09 Jul, 2009
A risca do cabelo
Estávamos, o José Manuel Mendes e eu, a chorar sobre as incuráveis debilidades da pátria, neste costume de sermos, um para o outro, uma espécie de muro das lamentações, não de Jerusalém, mas do Bairro do Arco do Cego, quando, depois de darmos a volta ao espectro e aos espectros da política nacional e rematarmos a sorte com adequados comentários aos chifres (salvo seja) de Manuel Pinho, um pesado silêncio se instalou entre nós. Ainda pensei em lembrar que o Zeus de Miguel Ângelo, que em Roma está, também tem cornos, mas achei que seria misturar alhos com bugalhos e calei-me antes de abrir a boca. Suponho que em desespero de causa, só para romper o molesto silêncio que parecia querer esmagar-nos, o José Manuel Mendes fez uma observação, mais casual que verdadeiramente interessada, sobre o uso generalizado das expressões centro-direita e centro-esquerda e sobre a dificuldade para encontrar reais diferenças entre os partidos, grupos e pessoas que a si mesmos assim se definem e classificam.
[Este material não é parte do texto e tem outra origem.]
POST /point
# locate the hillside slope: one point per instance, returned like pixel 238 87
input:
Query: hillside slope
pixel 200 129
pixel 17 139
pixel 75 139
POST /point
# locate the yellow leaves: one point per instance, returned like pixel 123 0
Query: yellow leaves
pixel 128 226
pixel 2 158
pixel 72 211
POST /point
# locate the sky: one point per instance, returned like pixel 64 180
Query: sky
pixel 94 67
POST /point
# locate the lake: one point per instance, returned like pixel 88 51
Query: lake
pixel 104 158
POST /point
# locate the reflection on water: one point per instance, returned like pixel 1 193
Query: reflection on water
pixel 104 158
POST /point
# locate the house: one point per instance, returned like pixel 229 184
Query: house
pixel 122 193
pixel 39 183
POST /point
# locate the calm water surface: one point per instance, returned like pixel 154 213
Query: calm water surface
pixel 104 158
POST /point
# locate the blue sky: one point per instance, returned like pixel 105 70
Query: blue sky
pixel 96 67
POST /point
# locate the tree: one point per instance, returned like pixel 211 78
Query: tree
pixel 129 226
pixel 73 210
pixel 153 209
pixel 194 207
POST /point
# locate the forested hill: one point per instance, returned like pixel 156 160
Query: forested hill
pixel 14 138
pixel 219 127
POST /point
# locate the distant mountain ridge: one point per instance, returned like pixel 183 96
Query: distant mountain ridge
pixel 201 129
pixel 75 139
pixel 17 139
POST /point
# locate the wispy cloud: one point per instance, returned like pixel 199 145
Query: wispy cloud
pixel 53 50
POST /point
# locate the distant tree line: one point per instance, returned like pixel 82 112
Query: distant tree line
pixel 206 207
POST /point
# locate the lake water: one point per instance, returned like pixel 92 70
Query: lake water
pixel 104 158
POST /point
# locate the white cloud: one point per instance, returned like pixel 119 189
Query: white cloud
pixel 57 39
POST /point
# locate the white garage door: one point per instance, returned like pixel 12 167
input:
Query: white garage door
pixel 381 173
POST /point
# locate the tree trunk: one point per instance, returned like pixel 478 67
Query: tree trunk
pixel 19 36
Foi então que se me apresentou a piada do dia, que em verdade já estava a tardar. Disse eu: “Meu caro Zé Manel, a política é como a risca do cabelo, umas vezes ao meio, outras vezes aos lados. Riscas mesmo ao lado da risca do meio denunciam curteza de vistas em quem as traçou. A vida política da nossa querida terra é toda assim: riscas do cabelo e miopias, miopias e riscas do cabelo. Só o penteado não muda.” Rimo-nos os dois e mudámos de assunto. Foi uma boa tarde de cavaco.